Concepedia

TLDR

Classical collaborative filtering and content‑based methods learn static recommendation models, which are inadequate for highly dynamic domains such as news and computational advertising where users and items change rapidly. This study investigates an adaptive clustering technique for content recommendation that leverages exploration–exploitation strategies within contextual multi‑armed bandit frameworks. The algorithm dynamically groups users and items based on collaborative interactions, and includes a regret analysis under a standard linear stochastic noise model. Empirical results on medium‑size real‑world datasets demonstrate that the method scales well and achieves higher click‑through rates than state‑of‑the‑art clustering bandit approaches, effectively exploiting preference patterns similar to collaborative filtering.

Abstract

Classical collaborative filtering, and content-based filtering methods try to learn a static recommendation model given training data.

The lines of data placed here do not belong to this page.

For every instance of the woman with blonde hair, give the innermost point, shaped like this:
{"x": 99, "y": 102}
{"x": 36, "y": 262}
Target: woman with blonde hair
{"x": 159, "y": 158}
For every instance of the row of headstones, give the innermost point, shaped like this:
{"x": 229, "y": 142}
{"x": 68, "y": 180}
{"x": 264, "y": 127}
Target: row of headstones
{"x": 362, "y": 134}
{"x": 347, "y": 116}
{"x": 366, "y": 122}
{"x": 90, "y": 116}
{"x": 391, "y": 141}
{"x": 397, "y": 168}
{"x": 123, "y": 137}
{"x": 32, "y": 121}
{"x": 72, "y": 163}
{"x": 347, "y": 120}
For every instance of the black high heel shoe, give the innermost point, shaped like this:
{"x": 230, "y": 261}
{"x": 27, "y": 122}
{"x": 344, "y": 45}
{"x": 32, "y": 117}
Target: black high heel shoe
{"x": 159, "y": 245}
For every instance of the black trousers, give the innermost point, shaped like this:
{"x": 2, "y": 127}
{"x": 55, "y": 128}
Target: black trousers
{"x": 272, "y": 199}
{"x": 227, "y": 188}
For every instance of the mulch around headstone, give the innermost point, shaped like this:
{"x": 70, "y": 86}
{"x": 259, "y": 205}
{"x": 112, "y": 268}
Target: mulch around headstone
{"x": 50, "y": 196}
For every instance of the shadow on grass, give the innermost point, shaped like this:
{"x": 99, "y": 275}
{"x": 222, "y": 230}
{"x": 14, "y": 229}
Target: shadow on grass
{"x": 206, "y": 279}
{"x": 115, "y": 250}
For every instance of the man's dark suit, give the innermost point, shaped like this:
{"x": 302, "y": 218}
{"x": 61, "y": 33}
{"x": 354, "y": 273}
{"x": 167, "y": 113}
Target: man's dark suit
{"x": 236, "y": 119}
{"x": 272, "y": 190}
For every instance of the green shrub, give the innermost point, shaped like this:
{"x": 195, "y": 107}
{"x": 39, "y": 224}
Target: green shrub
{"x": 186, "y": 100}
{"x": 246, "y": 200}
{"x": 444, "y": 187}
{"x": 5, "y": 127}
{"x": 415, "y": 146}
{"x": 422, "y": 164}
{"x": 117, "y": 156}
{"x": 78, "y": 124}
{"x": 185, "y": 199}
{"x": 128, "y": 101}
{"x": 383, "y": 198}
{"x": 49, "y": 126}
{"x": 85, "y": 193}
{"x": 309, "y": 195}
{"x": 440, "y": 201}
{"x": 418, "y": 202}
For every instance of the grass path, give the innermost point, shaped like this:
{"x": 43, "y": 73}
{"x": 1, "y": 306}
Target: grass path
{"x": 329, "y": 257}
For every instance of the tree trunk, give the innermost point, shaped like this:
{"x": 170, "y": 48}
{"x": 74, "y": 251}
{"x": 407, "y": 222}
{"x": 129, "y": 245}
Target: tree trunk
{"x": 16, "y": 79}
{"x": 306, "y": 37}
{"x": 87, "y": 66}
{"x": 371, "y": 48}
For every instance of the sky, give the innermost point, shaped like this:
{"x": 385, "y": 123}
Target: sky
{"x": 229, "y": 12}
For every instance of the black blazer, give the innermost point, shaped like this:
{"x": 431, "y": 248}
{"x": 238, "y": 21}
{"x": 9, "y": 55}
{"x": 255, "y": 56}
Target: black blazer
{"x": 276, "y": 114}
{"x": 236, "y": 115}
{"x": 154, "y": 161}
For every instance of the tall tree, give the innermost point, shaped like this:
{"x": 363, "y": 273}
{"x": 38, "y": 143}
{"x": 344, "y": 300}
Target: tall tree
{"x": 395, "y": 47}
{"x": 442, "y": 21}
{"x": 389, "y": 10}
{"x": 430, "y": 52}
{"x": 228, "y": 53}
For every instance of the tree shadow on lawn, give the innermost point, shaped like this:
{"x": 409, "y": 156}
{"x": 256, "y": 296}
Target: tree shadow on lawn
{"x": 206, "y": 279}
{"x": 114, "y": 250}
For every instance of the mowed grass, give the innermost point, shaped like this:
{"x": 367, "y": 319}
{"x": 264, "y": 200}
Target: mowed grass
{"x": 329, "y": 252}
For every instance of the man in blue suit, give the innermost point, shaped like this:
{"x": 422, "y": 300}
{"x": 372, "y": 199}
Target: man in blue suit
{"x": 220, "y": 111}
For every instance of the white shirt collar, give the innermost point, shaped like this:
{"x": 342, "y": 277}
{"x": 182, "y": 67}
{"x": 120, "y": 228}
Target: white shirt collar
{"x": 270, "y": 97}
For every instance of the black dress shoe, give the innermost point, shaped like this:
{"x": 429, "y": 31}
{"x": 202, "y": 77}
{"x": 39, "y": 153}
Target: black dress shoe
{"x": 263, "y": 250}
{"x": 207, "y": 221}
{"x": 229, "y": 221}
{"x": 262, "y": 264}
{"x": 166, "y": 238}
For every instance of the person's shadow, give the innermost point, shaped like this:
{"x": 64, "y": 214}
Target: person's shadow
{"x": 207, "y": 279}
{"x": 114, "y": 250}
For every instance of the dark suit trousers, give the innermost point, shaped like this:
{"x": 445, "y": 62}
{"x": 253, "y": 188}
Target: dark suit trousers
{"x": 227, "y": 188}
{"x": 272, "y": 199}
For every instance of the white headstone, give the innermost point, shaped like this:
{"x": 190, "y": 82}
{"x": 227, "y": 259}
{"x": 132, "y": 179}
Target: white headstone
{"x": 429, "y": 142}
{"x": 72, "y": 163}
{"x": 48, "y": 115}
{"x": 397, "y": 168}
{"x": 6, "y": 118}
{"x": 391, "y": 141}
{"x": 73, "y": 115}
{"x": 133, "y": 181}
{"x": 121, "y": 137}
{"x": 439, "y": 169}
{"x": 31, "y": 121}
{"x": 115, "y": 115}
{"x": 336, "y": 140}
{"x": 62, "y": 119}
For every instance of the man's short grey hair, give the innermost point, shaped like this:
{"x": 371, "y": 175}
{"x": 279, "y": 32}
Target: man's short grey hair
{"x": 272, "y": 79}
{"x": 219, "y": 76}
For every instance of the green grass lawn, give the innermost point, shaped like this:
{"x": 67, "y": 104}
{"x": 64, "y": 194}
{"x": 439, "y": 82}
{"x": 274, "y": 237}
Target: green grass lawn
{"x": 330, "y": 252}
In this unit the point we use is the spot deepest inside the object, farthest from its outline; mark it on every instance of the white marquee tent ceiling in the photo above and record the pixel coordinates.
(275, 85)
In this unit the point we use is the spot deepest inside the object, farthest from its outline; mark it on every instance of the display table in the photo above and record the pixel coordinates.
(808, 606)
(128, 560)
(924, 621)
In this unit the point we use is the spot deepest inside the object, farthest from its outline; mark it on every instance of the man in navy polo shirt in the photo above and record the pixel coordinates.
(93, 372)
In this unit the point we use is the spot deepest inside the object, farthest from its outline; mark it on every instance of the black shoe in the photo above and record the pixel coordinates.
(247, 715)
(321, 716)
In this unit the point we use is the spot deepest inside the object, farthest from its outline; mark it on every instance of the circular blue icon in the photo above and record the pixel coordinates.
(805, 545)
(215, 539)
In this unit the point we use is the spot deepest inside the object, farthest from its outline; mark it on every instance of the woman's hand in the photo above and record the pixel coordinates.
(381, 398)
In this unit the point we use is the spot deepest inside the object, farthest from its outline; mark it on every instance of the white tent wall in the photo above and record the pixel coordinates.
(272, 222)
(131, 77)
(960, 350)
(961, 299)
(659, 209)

These approaches are far from ideal in highly dynamic recommendation domains such as news recommendation and computational advertisement, where the set of items and users is very fluid. In this work, we investigate an adaptive clustering technique for content recommendation based on exploration-exploitation strategies in contextual multi-armed bandit settings. Our algorithm takes into account the collaborative effects that arise due to the interaction of the users with the items, by dynamically grouping users based on the items under consideration and, at the same time, grouping items based on the similarity of the clusterings induced over the users. The resulting algorithm thus takes advantage of preference patterns in the data in a way akin to collaborative filtering methods. We provide an empirical analysis on medium-size real-world datasets, showing scalability and increased prediction performance (as measured by click-through rate) over state-of-the-art methods for clustering bandits. We also provide a regret analysis within a standard linear stochastic noise setting.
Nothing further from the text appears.